Real or Fake Text?: Investigating Human Ability to Detect Boundaries Between Human-Written and Machine-Generated Text¶

Authors: Liam Dugan, Daphne Ippolito, Arun Kirubarajan, Sherry Shi, Chris Callison-Burch
Venue: arXiv:2212.12672 — Link

TL;DR¶

Dugan et al. investigate human ability to detect boundaries where text transitions from human-written to machine-generated, a more realistic and challenging task than binary fake/real classification. They introduce the RoFT (Real or Fake Text) game platform for crowdsourced annotation and release a dataset of 21,000+ annotations across four text genres.
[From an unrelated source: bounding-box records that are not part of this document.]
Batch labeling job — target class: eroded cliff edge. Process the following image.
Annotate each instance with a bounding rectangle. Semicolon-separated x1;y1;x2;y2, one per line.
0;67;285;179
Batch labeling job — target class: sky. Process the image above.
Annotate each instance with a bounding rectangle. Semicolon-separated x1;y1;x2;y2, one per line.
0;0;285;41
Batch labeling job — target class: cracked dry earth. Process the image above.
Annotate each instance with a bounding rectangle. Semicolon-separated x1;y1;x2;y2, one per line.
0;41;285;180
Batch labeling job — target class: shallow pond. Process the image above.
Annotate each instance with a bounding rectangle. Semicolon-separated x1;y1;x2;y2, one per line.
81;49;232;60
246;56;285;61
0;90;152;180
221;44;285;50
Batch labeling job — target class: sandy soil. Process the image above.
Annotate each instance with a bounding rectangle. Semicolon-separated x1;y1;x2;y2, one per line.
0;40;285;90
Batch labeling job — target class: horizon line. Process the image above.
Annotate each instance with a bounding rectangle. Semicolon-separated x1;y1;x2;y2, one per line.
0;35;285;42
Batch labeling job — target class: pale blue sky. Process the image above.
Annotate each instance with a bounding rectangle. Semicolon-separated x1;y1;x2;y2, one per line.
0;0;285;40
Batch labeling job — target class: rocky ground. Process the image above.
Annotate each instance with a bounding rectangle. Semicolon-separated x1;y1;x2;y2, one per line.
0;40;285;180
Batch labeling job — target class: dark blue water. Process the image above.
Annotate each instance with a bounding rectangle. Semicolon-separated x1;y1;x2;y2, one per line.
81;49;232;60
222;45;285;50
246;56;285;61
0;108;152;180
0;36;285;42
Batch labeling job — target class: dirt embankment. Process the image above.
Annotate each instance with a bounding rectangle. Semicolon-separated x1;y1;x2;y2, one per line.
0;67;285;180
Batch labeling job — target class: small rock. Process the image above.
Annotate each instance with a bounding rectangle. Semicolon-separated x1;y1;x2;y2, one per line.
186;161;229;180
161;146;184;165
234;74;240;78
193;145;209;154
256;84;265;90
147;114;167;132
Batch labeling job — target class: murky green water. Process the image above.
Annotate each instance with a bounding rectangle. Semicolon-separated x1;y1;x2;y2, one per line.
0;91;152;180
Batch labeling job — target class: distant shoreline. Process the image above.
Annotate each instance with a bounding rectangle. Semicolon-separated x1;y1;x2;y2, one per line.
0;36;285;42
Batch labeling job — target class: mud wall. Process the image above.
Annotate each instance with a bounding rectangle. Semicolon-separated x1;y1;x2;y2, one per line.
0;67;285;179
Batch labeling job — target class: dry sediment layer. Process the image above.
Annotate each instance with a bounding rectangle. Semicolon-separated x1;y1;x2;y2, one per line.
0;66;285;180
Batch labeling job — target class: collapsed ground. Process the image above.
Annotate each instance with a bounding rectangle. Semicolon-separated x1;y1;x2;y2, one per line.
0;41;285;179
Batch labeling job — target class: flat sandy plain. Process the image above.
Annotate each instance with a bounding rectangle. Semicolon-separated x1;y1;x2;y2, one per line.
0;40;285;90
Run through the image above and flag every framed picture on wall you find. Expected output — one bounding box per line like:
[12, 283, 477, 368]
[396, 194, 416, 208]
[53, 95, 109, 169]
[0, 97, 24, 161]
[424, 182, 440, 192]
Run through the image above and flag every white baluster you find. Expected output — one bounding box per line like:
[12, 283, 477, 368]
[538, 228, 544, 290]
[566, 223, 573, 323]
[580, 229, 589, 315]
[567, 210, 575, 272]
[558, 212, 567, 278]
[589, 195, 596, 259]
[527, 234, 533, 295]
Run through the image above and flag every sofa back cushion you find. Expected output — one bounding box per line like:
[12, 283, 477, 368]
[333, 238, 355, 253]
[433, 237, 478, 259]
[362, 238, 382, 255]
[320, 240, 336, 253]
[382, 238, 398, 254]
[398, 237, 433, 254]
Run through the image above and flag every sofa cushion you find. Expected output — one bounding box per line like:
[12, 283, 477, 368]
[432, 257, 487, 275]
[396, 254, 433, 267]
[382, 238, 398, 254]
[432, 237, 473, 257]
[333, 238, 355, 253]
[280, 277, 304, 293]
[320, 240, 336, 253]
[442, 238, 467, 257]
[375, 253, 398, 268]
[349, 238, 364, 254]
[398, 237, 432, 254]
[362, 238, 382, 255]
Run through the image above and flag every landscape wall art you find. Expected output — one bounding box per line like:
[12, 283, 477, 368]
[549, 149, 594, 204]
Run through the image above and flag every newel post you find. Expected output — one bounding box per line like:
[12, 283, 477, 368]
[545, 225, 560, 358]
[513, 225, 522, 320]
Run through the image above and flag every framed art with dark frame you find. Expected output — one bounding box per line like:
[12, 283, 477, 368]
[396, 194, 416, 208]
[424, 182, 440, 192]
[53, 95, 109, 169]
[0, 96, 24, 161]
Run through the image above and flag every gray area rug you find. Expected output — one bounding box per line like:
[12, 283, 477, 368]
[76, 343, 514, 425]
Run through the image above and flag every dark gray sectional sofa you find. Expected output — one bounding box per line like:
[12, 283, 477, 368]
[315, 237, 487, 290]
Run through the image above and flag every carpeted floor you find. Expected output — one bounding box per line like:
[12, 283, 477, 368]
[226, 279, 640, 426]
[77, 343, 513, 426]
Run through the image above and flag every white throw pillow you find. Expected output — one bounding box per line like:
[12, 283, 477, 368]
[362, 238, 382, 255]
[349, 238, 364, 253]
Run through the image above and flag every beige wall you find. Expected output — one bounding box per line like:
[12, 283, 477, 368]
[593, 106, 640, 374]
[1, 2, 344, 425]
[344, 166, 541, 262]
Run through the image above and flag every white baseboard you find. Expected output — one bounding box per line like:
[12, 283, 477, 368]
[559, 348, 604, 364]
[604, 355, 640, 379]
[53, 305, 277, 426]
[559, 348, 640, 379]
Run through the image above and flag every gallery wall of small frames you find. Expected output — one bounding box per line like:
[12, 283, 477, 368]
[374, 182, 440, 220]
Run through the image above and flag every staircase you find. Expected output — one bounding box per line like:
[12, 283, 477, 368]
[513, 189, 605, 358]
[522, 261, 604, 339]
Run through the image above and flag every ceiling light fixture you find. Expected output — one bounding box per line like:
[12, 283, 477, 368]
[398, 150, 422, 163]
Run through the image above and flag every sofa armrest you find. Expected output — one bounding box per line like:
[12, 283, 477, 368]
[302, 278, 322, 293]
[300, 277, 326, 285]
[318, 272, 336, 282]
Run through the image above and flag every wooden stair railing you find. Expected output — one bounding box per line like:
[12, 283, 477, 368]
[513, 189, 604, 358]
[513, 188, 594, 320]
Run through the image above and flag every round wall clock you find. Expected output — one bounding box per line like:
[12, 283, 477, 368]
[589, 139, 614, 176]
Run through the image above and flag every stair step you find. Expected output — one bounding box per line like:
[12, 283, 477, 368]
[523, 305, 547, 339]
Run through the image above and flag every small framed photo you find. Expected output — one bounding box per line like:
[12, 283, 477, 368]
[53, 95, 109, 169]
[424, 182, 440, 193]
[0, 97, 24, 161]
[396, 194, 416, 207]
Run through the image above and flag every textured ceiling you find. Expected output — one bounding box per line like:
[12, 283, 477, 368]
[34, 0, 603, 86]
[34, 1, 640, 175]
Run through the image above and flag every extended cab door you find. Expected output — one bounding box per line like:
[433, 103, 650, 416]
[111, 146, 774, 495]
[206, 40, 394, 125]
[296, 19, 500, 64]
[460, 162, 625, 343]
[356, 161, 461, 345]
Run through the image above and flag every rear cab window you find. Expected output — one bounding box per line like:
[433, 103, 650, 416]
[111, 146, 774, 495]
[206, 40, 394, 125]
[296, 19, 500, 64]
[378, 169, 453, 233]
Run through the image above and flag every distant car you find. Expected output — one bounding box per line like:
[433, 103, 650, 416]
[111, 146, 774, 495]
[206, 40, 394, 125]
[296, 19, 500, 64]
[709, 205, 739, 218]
Key findings: humans significantly outperform random chance (23.4% vs. 10%), improve with monetary incentives, larger models produce harder-to-detect text, and different genres exhibit distinct error patterns.

Contributions¶

Boundary detection task formulation: Reframes fake text detection as identifying where text transitions from human-written to machine-generated rather than binary classification, a more realistic and challenging problem.
RoFT game platform: Gamified annotation interface where players identify the sentence where a document transitions from human-written to machine-generated; includes RoFT as a platform for future research.
Large-scale annotated dataset: 21,646 annotations from 243 participants across 7,895 documents spanning four genres (News, Stories, Recipes, Speeches) with error classifications; fully anonymized and publicly available.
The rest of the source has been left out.